Three separate times was this repeated, the wolf looking down in such an earnest, searching way that it certainly would have excited the remark and curiosity of any one observing it.

The third glance apparently satisfied the wolf; for it lasted for a few seconds, when he withdrew, and lumbered away at an awkward rate, until a rod or two had been passed, when the supposed wolf suddenly rose on its hind legs, the skin and head were shifted to the arms of the Indian, and he continued on at a leisurely gait until be joined fully fifty comrades, who were huddled together in a grove, several hundred yards away.

In the meantime young Brainerd, with his rifle slung over his shoulder, was pacing back and forth in the same deliberate manner, his mind busily engaged on an 'improvement' upon the steam man, by which he was to walk backward as well as forward, although he couldn't satisfactorily determine how he was to go up and down hill with safety.

Still occupied in the study of the subject, he took a seat by the half-extinguished camp-fire and gazed dreamily into the embers. It had been a habit with him, when at home, to sit thus for hours, on the long winter evenings, while his mind was so busily at work that he was totally oblivious to whatever was passing around him.

It must have been that the boy seated himself without any thought of the inevitable result of doing so; for none knew better than he that such a thing was fatal to the faithful performance of a sentinel's duty: and the thought that his three companions, in one sense, had put their safety in his hands, would have prevented anything like a forgetfulness of duty.

Be that as it may, the boy had sat thus less than half an hour when a drowsiness began stealing over him. Once he raised his head and fancied he saw a large wolf glaring down upon him from the bank above, but the head was withdrawn so quickly that he was sure it was only a phantom of his brain.

So he did not rise from his seat, but sitting still he gradually sunk lower, until in a short time he was sleeping as soundly as either of the three around him.

Another hour wore away, and the fire smoldered lower and all was still.

Then numerous heads peered over the edge of the ravine for a few seconds, and as suddenly withdrew.

A few minutes later a curious sight might have been seen—a sight somewhat resembling that of a parcel of school-boys making their gigantic snow-balls. The fifty Indians, the greater portion of whom had patiently waited in the adjoining grove, while their horses were securely fastened near, issued like a swarm of locusts and began rolling huge bowlders toward the valley. Some of them were so large that half a dozen only succeeded in moving them with the greatest difficulty.

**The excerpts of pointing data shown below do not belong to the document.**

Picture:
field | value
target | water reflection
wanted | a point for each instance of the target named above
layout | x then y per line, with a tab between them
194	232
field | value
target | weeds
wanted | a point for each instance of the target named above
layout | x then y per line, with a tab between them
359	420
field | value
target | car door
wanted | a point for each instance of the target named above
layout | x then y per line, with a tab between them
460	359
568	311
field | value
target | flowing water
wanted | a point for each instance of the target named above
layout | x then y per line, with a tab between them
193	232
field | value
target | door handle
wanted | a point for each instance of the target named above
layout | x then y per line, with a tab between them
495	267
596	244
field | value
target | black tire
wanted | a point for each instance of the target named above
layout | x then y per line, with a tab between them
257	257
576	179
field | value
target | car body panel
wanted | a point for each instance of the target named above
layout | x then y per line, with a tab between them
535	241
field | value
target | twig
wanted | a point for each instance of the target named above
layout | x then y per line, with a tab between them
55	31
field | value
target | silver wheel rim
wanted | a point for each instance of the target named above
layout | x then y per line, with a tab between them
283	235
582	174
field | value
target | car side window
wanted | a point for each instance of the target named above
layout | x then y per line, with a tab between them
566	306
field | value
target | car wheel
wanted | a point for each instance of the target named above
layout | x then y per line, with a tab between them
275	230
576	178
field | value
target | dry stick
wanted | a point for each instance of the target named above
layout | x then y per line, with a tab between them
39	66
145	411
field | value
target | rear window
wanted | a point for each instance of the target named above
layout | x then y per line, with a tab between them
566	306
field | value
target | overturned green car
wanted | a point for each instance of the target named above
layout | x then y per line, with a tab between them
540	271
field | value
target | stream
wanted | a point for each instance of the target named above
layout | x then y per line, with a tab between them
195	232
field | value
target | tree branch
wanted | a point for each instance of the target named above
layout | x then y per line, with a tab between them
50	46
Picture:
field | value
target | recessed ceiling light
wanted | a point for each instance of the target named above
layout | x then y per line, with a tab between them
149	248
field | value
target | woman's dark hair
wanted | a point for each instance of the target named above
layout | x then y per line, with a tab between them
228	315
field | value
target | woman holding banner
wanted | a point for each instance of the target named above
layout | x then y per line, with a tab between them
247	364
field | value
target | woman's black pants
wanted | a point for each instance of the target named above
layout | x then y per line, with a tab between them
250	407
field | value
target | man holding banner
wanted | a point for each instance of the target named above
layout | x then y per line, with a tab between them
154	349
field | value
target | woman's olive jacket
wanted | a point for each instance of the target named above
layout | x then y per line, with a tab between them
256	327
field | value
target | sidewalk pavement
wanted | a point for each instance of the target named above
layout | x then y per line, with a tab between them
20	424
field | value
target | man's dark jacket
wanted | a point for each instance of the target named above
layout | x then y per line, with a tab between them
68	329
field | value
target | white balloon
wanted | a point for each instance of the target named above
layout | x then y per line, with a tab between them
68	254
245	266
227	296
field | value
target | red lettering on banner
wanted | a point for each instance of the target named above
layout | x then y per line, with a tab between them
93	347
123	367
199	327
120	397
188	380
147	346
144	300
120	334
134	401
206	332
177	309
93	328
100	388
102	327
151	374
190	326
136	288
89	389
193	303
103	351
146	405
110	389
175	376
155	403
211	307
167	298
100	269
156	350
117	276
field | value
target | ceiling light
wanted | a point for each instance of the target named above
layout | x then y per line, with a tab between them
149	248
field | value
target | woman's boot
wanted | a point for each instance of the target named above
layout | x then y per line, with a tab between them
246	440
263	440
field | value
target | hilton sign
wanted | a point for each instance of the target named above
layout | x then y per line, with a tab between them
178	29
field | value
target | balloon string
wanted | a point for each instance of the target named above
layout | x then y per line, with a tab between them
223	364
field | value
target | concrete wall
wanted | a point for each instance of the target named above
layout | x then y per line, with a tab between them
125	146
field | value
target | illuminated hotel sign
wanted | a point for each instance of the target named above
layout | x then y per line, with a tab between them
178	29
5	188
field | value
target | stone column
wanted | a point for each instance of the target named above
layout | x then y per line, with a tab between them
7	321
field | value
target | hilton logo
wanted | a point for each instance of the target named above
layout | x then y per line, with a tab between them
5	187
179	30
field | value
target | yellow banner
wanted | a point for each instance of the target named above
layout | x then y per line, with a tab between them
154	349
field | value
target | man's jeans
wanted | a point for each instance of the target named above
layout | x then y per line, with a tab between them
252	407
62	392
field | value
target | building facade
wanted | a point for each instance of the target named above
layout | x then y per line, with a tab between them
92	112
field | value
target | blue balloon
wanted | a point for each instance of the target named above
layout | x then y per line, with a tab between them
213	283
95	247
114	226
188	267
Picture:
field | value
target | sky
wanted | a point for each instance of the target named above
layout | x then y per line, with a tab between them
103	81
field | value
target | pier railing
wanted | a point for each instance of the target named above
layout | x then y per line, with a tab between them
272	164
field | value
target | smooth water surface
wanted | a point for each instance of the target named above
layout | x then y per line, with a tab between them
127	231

But they persevered, working with a strange persistency and silence, that gave them the appearance of so many phantoms engaged at their ghostly labor. Not a word was exchanged, even in the most guarded of tones, for each understood his part.

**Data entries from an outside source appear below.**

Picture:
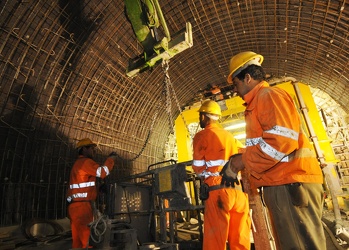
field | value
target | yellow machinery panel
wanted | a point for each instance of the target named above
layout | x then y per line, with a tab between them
234	105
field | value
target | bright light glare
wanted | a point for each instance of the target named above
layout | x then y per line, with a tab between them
235	126
240	136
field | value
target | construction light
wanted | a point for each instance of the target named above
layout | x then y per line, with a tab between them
236	126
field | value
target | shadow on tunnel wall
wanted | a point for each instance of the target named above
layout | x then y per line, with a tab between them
35	163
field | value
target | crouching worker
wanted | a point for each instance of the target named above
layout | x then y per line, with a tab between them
82	190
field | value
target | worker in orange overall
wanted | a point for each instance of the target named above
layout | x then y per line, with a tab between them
226	216
82	191
279	157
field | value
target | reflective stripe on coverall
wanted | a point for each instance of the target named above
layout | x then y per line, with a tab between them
226	215
82	191
279	153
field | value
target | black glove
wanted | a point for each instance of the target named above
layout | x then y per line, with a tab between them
228	176
112	154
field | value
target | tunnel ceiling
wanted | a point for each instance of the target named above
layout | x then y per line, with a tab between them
63	72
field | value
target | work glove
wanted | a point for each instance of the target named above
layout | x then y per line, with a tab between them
228	176
113	155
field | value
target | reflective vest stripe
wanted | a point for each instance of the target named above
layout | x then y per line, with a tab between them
82	185
285	132
209	164
99	171
207	174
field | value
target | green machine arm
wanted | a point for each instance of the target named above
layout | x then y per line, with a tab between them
146	17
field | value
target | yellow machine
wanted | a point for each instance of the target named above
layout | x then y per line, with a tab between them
233	120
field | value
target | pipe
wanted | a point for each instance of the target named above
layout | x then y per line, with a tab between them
338	220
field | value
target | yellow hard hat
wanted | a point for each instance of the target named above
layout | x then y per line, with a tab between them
241	61
210	107
85	142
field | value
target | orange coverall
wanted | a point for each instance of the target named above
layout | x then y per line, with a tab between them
279	153
82	191
226	216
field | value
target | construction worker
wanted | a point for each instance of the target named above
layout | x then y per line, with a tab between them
226	215
82	191
278	158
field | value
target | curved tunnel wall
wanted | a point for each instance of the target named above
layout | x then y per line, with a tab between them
62	71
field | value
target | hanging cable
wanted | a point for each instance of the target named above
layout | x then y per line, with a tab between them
168	89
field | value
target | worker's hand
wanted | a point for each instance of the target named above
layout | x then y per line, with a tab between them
229	177
235	163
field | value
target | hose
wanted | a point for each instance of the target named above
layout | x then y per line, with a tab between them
98	229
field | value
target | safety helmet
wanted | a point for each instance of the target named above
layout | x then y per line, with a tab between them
85	142
210	107
240	62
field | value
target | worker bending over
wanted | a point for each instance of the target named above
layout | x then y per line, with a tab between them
82	191
278	158
226	213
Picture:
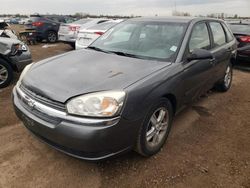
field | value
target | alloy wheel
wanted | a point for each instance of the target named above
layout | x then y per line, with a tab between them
228	77
3	74
157	127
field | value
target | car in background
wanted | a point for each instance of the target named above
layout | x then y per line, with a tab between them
241	32
87	36
6	31
68	32
14	56
46	27
123	91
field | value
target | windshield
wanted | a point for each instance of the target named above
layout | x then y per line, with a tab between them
240	28
103	26
145	40
82	21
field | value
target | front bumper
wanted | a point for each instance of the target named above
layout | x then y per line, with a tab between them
19	61
89	139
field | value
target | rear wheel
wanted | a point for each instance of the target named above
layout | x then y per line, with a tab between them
155	128
225	84
52	37
6	73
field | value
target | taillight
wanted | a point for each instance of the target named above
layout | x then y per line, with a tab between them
99	33
74	28
245	39
37	24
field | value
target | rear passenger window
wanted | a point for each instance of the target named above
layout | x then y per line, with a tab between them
218	33
199	38
229	34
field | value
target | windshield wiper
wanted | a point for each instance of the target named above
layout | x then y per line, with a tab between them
97	49
128	55
124	54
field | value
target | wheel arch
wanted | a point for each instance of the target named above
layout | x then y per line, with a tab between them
171	97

In time half a dozen of these immense stones reached the edge of the ravine. They were ranged side by side, a few feet apart, so as not to be in each other's way, and the Indians stood near, waiting until their work should be completed.

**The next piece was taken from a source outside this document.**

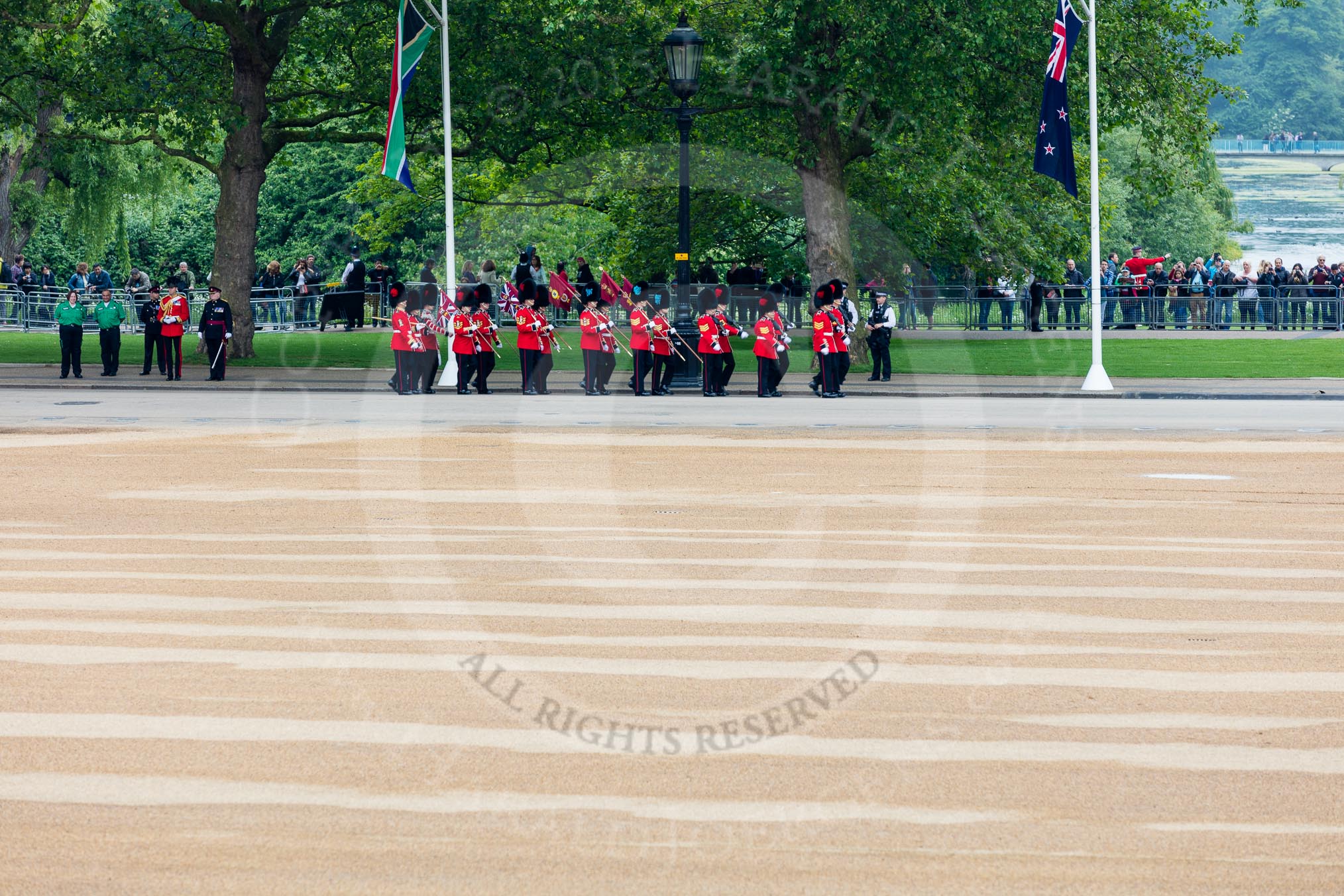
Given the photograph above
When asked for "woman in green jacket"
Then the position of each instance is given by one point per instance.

Some signal was then made, and then one of these bowlders rolled down in the ravine. Even this scarcely made any perceptible noise, the yielding ground receiving it like a cushion, as it came to a halt near the center of the valley.

When this was done a second followed suit, being so guided that it did not grate against its companion, but came to rest very near it.

Then another followed, and then another and another, in the same stealthy manner, until over a dozen were in the valley below.

This completed, the phantom-like figures descended like so many shadows, and began tugging again at the bowlders.

Not a word was exchanged, for each knew what was required of him. Fully an hour more was occupied, by which time the labor was finished.

The bowlders were arranged in the form of an impassable wall across the narrow valley, and the steam man was so thoroughly imprisoned that no human aid could ever extricate him.